COS 167-7 - Predation on the early life stages of the crown-of-thorns starfish by damselfishes

Thursday, August 10, 2017: 3:40 PM
D139, Oregon Convention Center
Zara-Louise Cowan, ARC CoE Coral Reef Studies, James Cook University, Townsville, Australia, Symon Dworjanyn, Southern Cross University, National Marine Science Centre, Coffs Harbour, Australia, Ciemon Caballes, James Cook University, ARC CoE for Coral Reef Studies, Townsville, Australia and Morgan S. Pratchett, ARC Centre of Excellence for Coral Reef Studies, Townsville, Australia

Examining the functional response of predators can provide insight into the role of predation in structuring prey populations and ecological communities. This study explored feeding behaviour and functional responses of planktivorous damselfishes when offered captive reared larvae of crown-of-thorns starfish, Acanthaster sp. with the aim of determining whether these predators could ever play a role in moderating outbreaks of Acanthaster sp. We examined predatory behaviour of 11 species of planktivorous damselfishes, testing (i) the relationship between predator size and predation rate, both within and among fish species, (ii) consumption rates on larvae of Acanthaster sp. vs. larvae of a common, co-occurring coral reef asteroid Linckia laevigata, (iii) maximal feeding rates upon both Acanthaster sp. and L. laevigata, and (iv) functional responses of planktivorous fishes to increasing densities of Acanthaster sp.
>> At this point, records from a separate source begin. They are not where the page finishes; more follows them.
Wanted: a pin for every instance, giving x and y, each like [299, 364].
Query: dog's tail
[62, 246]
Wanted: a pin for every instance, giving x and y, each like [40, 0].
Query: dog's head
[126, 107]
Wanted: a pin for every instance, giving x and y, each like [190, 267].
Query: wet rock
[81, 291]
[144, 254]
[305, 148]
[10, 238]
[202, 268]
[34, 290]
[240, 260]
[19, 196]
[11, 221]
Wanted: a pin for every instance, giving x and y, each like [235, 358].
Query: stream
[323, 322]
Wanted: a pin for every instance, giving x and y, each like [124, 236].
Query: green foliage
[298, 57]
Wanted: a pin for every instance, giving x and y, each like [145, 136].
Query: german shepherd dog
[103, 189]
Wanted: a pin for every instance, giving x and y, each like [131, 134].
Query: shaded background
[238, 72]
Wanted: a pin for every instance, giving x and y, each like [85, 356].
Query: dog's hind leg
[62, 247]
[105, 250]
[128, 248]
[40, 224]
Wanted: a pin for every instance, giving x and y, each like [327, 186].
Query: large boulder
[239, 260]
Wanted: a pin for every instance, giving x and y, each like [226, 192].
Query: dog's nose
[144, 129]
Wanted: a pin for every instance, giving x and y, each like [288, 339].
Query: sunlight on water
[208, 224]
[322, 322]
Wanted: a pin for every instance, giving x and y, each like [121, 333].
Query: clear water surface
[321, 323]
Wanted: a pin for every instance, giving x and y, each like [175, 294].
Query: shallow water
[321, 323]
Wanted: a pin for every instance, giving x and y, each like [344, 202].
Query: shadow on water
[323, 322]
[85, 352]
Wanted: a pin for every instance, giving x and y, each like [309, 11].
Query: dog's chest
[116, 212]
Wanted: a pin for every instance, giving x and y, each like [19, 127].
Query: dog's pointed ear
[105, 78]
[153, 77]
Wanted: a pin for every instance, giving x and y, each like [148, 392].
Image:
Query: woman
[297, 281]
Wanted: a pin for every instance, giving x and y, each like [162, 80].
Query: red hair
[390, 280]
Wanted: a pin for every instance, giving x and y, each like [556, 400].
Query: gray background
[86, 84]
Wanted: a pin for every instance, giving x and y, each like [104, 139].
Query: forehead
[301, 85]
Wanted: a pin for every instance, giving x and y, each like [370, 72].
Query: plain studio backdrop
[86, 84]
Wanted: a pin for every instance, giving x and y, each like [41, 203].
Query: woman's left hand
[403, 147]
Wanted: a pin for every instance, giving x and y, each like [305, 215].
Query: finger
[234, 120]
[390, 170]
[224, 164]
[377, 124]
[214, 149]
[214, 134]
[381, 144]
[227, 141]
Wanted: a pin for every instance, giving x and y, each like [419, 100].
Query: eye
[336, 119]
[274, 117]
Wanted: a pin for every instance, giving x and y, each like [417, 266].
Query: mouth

Consumption rates of crown-of-thorns larvae by damselfishes was independent of predator size, however there was a significant negative relationship between predator size and consumption rate of L. laevigata, when pooling across all predatory species. Some damselfishes, including Acanthochromis polyacanthus and Amblyglyphidodon curacao, consumed larval Acanthaster sp. at a greater rate than for L. laevigata. Most predatory species (all except A. curacao and Pomacentrus amboinensis) exhibited a Type II functional response, whereby the increasing feeding rate decelerated with increasing prey density. In addition to revealing that a wide range of planktivorous fishes can prey upon larvae of Acanthaster sp., these data suggest that planktivorous damselfishes may have the capacity to buffer against population fluctuations of Acanthaster sp. Importantly, predators with Type II functional responses often contribute to stability of prey populations, though planktivorous fishes may be swamped by an abnormally high influx of larvae, potentially contributing to the characteristic population fluctuations of Acanthaster sp.